While we seek liberation through this glorious autonomy of the self, we are discovering that it can be a very serious kind of slavery. And we are desperately, painfully lonely. It is a Venus flytrap phenomenon. Has modernity and the Technological Society turned on us? Paul in the Book of Ephesians believes that Christ can give us some reprieve and perspective on this modern dilemma. But we will have to rethink reality, rethink where we place our identity and our understanding of success and excellence. Ephesians 4 gives an alternative paradigm of community and one-anotherness. The irony is that as we pursue excellence for the sake of love or appreciation (recognition, academic glory), but we often don’t get it in the end. We need a better place to locate our identity. We get disappointment, despair, and even jealousy from our peers.

 ~Gordon Carkner PhD, Philosophy of Culture, Meta-Educator with UBC Graduate Students David Crowder, Come As You Are


Tough Questions:

1. How do we set boundaries on our work in such a cultural climate?
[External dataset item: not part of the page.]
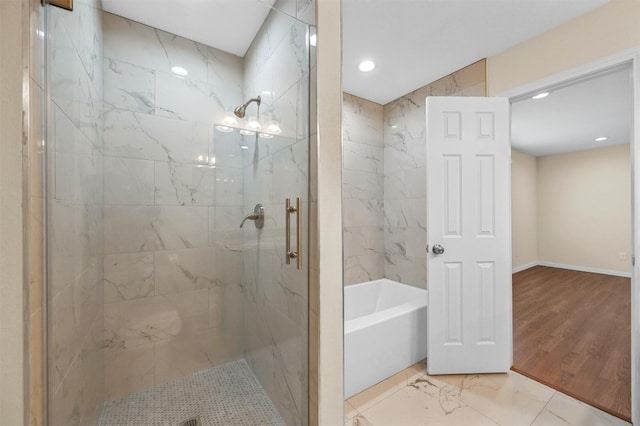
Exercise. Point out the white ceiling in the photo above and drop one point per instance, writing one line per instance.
(415, 42)
(229, 25)
(571, 117)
2. At what point does building our resumé become idolatry or enslavement?

3. Are we building significant, accountable relationships in grad school?

4. What are the virtues, character, values, principles, moral goods  that are worth fighting for? See David Brooks, The Road to Character.
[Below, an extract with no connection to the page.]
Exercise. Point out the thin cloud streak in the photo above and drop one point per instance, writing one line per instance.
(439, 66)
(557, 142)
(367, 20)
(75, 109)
5. How do we find spaces for reflection, deciding on big issues like calling and covenant?

6. Where is our community outside of work? When do we play? How do we escape self-absorption?
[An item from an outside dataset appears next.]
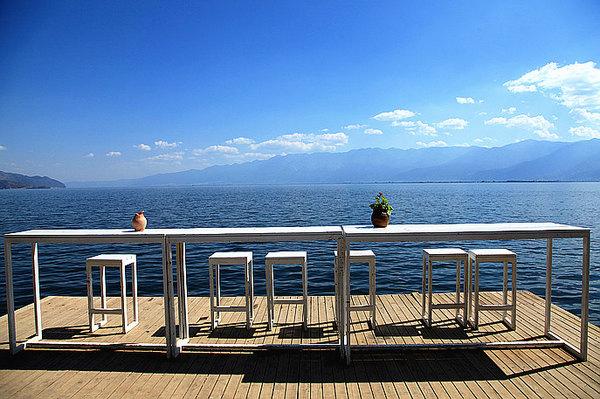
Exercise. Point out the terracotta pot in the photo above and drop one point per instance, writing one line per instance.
(380, 219)
(139, 221)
7. How does emotional intelligence apply to the current dilemma of workaholism and weariness?

8. We take time out to update our computer software. When do we take time out to update our soul?

9. How can professors aim for something less than excellence when we see our students striving to keep up with the literature, the laboratory production, the peer-reviewed paper writing alongside their personal, church and family relationships? They need encouragement as people.